There will be no public anger against them unlike in Iraq, where US President George W Bush’s 2003 invasion and overthrow of dictator Saddam Hussein became a deeply partisan issue. The difference is that Bush went into Baghdad under pretenses and deceived his people on the reason for the invasion: Saddam had no ‘weapons of mass destruction. Most in the US believe the overthrow of the Taliban militia government was necessary after its role in the September 11 terrorist attacks.
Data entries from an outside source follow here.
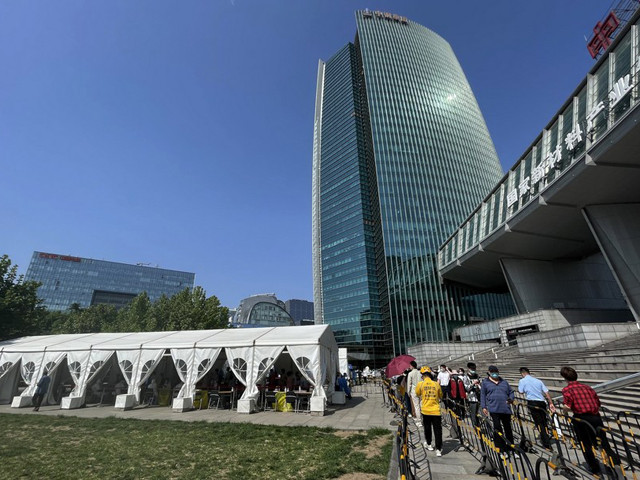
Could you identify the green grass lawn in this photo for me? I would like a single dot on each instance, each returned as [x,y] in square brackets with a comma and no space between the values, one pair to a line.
[67,447]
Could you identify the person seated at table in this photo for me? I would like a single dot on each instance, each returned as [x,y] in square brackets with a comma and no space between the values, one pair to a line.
[229,378]
[289,383]
[304,384]
[153,386]
[96,390]
[272,380]
[344,385]
[120,387]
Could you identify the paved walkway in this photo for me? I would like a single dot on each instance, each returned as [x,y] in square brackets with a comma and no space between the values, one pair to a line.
[365,410]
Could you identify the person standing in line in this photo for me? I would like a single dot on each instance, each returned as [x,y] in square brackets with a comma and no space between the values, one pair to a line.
[414,378]
[496,397]
[472,386]
[536,391]
[430,395]
[444,377]
[41,391]
[584,402]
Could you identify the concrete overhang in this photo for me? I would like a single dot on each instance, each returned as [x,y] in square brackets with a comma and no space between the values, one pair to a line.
[551,226]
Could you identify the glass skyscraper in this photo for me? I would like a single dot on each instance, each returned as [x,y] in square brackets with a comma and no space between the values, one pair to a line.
[67,280]
[401,156]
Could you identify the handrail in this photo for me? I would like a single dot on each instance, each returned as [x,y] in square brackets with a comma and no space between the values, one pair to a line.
[612,385]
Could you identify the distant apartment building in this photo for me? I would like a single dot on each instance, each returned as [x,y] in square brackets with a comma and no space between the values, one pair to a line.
[67,280]
[300,310]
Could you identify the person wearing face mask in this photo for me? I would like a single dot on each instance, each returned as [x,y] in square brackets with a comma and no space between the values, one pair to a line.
[444,377]
[472,386]
[496,397]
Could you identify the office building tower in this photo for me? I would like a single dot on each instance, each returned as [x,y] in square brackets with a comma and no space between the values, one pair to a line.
[68,280]
[401,156]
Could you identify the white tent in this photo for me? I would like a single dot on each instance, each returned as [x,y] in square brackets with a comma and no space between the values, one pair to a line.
[250,352]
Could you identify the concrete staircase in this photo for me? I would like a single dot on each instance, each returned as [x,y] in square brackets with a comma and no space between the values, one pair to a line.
[594,366]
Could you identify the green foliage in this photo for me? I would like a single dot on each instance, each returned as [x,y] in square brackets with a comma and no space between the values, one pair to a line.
[20,308]
[61,447]
[21,313]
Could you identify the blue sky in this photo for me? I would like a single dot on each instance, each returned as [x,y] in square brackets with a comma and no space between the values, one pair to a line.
[180,133]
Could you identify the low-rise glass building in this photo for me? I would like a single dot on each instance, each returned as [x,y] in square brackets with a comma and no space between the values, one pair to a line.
[263,310]
[67,280]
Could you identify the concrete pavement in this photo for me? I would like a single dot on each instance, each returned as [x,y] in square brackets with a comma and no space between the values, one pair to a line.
[364,411]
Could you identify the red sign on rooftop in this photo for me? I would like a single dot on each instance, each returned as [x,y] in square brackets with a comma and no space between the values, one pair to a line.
[602,33]
[55,256]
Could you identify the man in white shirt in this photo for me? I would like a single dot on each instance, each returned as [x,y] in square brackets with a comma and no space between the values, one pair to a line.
[444,379]
[413,379]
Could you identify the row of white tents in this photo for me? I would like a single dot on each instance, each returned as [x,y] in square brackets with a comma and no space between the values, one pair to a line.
[250,353]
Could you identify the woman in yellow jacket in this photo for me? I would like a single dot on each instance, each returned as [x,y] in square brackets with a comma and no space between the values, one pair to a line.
[430,393]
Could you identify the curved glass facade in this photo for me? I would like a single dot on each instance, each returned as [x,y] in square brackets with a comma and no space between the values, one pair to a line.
[262,311]
[401,156]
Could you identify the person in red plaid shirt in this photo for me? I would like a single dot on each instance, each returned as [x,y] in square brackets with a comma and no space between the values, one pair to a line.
[583,401]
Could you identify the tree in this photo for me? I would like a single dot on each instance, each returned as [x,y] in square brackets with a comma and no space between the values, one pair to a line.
[135,317]
[20,309]
[190,310]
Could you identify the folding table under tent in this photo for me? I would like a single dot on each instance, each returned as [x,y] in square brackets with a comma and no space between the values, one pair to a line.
[250,352]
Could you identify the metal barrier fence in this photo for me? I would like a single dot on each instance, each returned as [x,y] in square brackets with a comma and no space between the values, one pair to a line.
[407,467]
[610,443]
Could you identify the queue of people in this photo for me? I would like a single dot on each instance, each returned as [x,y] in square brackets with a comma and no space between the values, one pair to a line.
[425,392]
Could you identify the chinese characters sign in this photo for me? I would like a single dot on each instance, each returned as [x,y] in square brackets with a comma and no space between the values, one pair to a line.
[54,256]
[554,159]
[602,33]
[389,16]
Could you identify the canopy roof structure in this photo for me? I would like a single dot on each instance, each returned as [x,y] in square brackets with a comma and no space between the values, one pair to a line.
[250,353]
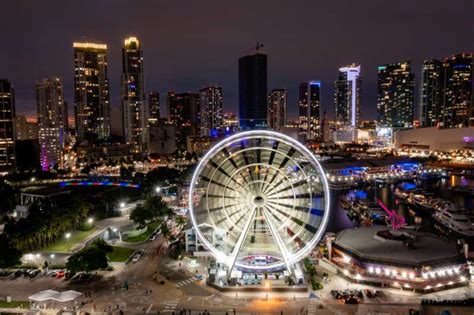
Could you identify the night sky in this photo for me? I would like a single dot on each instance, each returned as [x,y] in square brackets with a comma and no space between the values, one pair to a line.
[188,44]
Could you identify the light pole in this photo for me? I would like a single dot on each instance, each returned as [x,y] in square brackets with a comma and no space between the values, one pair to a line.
[68,236]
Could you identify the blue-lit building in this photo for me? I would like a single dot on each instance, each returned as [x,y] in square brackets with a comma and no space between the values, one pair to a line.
[253,90]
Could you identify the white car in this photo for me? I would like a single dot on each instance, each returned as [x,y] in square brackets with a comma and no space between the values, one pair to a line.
[135,258]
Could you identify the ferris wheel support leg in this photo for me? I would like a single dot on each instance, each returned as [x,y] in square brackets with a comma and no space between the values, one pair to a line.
[280,244]
[239,243]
To that extent, the US did achieve its primary objective in militarily intervening in Afghanistan. Even if the new Taliban, which is now in negotiations with Washington — unlike its pre-9/11 avatar — seizes power in Kabul, it will enjoy the benefit of the doubt in the Joe Biden White House at least during the remainder of Biden’s term. The new Taliban is unlikely to cause any serious damage to US interests in the short run unless hotheads in the Pentagon decide to offend the militia’s domestic interests.
One thing is clear. Like the defeated Soviet forces, the departing US forces did not learn from the history of a deep-seated Afghan resolve not to tolerate any foreign invasion throughout its history. The armies of both these contemporary superpowers faced the same dilemmas and their fate has been no different from that of another superpower — the East India Company — which invaded Afghanistan in 1839. They faced no resistance going in. The Afghans patiently waited two years before inflicting the biggest defeat on Britain in the nineteenth century in the First Anglo-Afghan war.